Nonetheless, the day was carried by the enthusiasm, warmth, and joy exuded by Sharon Carry; the project is clearly her baby, and a true testament to the innovative spirit of Carry and her board. She spoke at length about the importance of inclusiveness, community, and healthy, light, airy spaces where students can mingle, communicate, learn, and grow. As she spoke, mentioning that students were heavily consulted before planning began, it became increasingly apparent that students were the one thing missing from the opening. Likely there were plenty in the audience, but I could not help wondering why all of the university presidents were present, but no invitation was extended to the students’ unions of the member schools. A general invitation would have provided an opportunity for us to advertise the opening to our members, but more importantly, it would have been appropriate to hear SU representatives tell what the space means to them. What students want is to be part of the conversation, not just at the beginning, but always, throughout the process, and into the future. As wonderful as the new space is, watching a parade of politicians, administrators, and elected board members tell students that this is for them is a little too ironic.

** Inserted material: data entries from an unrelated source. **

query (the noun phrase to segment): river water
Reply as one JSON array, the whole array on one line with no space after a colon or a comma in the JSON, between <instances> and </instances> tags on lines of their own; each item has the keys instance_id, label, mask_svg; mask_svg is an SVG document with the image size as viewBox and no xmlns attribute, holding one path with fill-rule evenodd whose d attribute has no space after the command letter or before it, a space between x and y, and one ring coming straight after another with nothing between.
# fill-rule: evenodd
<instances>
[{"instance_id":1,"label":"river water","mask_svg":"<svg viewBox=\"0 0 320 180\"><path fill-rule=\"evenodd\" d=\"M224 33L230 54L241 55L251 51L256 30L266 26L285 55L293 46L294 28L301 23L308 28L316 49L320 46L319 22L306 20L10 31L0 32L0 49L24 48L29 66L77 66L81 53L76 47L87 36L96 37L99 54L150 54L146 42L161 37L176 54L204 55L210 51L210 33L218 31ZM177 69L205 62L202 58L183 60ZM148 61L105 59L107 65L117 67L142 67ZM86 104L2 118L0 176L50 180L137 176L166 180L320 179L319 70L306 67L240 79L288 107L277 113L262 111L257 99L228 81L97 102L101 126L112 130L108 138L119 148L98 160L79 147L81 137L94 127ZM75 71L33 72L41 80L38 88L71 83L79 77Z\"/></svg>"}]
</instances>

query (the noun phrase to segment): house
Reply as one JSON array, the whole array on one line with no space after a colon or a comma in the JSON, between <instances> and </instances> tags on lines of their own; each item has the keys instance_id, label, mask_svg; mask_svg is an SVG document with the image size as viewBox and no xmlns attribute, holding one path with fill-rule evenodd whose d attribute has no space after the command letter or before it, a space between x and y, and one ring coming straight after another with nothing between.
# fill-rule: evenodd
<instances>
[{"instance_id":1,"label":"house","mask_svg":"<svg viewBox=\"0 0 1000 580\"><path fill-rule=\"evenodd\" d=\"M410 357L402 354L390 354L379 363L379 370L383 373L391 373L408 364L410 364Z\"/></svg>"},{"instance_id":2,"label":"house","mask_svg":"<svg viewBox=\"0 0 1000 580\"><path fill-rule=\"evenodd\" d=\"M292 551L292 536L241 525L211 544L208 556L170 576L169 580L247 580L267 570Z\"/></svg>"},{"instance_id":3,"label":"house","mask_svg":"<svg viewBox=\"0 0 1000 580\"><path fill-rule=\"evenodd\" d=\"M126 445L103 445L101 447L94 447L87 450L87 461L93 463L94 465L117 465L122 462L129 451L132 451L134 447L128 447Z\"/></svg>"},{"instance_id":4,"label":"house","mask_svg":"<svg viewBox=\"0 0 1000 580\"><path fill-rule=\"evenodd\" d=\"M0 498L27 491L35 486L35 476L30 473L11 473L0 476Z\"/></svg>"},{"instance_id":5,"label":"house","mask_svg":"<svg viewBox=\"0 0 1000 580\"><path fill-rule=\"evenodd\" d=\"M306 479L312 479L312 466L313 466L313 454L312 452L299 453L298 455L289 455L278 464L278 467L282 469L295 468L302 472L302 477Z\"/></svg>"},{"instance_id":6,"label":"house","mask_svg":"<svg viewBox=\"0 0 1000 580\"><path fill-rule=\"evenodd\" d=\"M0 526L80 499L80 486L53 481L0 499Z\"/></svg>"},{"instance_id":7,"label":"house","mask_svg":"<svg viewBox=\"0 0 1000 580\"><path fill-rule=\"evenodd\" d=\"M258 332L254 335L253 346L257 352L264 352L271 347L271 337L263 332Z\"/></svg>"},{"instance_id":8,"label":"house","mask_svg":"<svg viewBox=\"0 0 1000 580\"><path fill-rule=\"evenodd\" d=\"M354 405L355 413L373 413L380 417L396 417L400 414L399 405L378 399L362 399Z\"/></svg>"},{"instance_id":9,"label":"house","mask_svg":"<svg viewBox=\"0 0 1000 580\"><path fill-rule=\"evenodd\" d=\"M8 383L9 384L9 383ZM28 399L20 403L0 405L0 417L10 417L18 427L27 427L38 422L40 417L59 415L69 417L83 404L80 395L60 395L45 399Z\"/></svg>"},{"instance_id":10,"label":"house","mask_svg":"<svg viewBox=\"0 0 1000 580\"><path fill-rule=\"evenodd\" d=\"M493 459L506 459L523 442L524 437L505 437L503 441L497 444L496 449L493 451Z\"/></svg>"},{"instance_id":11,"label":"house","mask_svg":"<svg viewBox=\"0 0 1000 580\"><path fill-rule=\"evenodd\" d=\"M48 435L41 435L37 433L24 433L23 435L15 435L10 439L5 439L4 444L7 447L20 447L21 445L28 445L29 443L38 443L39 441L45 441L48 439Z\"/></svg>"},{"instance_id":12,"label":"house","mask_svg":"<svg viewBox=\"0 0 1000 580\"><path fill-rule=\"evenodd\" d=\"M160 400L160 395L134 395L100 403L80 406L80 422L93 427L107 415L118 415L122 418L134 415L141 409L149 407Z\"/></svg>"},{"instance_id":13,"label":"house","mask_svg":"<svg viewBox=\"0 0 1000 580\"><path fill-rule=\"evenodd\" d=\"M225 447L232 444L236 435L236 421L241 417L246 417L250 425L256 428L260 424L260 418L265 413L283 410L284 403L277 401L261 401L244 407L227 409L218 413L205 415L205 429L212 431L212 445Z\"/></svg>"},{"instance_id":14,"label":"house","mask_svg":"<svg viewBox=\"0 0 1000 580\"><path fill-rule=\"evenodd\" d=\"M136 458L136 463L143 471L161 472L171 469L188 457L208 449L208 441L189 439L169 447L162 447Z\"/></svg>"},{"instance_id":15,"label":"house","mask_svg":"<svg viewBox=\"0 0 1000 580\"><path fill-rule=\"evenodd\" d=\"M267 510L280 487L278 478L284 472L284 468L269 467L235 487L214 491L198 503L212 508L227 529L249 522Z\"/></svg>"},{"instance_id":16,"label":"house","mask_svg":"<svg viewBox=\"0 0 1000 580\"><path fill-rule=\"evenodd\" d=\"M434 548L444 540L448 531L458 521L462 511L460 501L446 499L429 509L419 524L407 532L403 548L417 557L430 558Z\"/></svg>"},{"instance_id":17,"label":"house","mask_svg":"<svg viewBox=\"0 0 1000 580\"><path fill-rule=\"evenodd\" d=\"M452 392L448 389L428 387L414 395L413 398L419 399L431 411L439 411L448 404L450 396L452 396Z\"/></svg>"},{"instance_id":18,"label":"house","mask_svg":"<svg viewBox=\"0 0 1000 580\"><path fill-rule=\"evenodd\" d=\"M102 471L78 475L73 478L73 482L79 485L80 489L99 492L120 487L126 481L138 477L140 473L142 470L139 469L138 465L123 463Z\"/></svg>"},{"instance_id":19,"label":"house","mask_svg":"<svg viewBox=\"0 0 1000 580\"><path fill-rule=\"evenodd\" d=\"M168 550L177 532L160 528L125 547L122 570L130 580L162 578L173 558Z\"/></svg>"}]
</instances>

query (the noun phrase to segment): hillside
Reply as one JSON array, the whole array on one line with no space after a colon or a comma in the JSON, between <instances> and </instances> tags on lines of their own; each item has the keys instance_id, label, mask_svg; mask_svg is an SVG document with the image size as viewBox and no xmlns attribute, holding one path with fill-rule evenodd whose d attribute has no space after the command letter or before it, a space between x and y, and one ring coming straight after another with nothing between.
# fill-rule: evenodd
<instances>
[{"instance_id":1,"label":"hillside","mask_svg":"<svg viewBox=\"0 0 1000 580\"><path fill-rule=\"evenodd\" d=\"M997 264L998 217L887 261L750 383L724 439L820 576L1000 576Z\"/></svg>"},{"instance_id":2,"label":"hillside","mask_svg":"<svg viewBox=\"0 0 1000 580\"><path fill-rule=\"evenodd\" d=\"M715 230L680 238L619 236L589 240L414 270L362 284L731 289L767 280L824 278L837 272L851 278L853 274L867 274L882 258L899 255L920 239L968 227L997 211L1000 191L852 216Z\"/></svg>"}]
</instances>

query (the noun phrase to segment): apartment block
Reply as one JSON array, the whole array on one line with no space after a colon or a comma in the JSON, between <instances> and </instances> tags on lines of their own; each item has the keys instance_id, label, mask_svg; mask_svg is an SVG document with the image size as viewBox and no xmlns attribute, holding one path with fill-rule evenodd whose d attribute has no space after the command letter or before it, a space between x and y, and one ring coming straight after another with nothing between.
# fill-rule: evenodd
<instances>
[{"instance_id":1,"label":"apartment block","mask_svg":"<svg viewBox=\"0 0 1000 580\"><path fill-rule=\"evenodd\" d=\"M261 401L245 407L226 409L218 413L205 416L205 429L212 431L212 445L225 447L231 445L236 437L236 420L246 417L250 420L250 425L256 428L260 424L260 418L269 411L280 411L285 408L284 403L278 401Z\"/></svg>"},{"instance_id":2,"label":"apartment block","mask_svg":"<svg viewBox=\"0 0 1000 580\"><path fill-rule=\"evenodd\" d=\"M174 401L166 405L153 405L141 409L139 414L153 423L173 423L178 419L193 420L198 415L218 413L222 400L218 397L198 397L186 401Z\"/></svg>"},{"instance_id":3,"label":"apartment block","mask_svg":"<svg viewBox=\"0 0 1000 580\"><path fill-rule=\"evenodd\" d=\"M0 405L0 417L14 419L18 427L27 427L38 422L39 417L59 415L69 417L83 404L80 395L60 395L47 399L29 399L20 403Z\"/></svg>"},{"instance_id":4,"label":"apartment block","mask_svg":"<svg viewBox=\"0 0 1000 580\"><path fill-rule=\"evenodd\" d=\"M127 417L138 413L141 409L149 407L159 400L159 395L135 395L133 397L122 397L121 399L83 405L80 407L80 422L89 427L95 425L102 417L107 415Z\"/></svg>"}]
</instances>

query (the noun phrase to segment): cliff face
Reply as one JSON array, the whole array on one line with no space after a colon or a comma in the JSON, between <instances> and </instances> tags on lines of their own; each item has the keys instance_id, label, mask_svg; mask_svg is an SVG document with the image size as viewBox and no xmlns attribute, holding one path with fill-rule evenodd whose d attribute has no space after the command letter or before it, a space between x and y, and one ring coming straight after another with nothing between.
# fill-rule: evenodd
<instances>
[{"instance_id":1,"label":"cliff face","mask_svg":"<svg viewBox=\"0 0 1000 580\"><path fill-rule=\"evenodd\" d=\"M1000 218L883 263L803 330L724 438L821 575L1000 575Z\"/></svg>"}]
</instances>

It goes without saying that students in other cities are wondering why they do not have access to something similar, and the answers largely remain the same: AU wants to open satellite offices in other provinces, but despite long-term lobbying in Ontario, the university has been consistently denied government approval to do so (in other words, Ontario AU students, ask your government why they are denying you this opportunity!).
The new BVC campus is the first of its kind?the only campus to include multiple schools under one roof, with shared student spaces and services. That it exists in the city with the most AU students is appropriate as a first step toward future development in other cities and provinces. The new campus, more than anything, envisions a collaboration in education that is both achievable and affordable, and suggests a future in which distance learning and taking courses a la carte can be as fulfilling as any bricks-and-mortar university experience.